- the focus is on assigning blame
- doesn’t take into consider individual situations
- predetermination of the future
The focus is on assigning blame
One part of the advice was to assess what you did wrong in the relationship. In Australia “no fault” has been around since 1975 – that’s nearly 40 years ago. Yet, today some still believe that blame needs to be assigned to each partner. The objective of a relationship is for us to grow through the connection, some times we outgrow the relationship. It may be hard to believe but on a fundamental level we are here to serve ourselves and we do everything to keep ourselves safe. We stick around people when we get something from the relationship and then we leave. This might be a little hard to comprehend as it an entirely different way of looking at what relationship really mean.
Instead of looking at placing blame I urge to look at the lessons, the benefits and blessings that you got from the relationship. This will move you forward far faster than assigning blame
The divorce advice doesn’t take into consider individual situations
Some advice is given by good intentions. What makes this divorce advice dangerous but is based on the advisers previous experience. Each situation is different and how each person interprets a situation differently. An hence the generic divorce advice may relate to an entirely different set of variables.

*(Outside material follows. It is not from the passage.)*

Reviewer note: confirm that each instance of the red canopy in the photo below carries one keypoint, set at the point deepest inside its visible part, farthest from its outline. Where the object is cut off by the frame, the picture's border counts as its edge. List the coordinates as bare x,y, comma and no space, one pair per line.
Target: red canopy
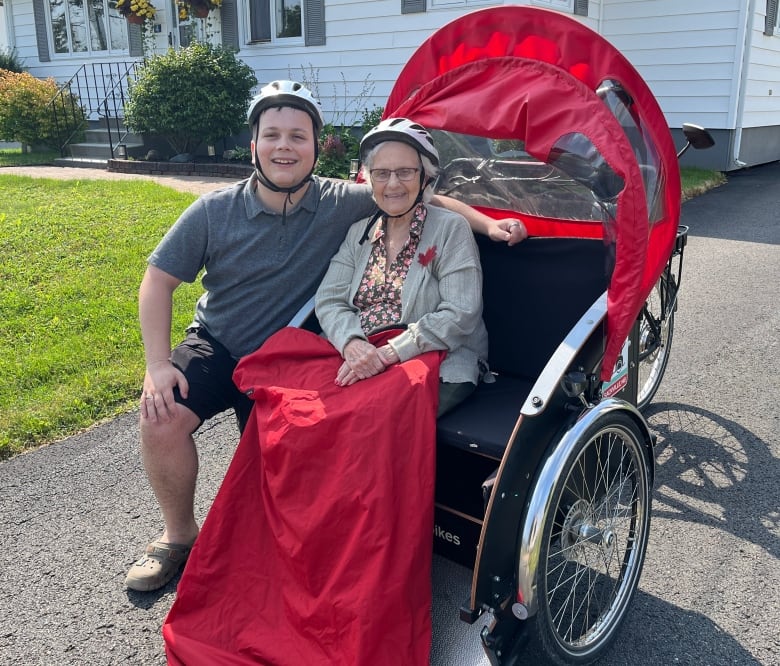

Divorce advice predetermines the future
This one is a tricky one because it is difficult to prove it one way or the other. If I say to you that something is going to take a certain amount of time, then that is unconsciously what you expect. It reminds me of the story of a mathematics student, who after falling asleep in class woke up when the bell ran, signalling the end of the class. As everyone was leaving he quickly jotted down the math problem written on the board. He struggled for days, but finally solved the problem. It took the professor and all his class mates by surprise that he was able to solve it. The professor had written it on the board as an example of a complex problem not easily solved. No one expected him to solve it.
We often get what we expect, if we expect to take a long time to work through the emotions, then that is what you will experience. I think it is a matter of each individuals choice.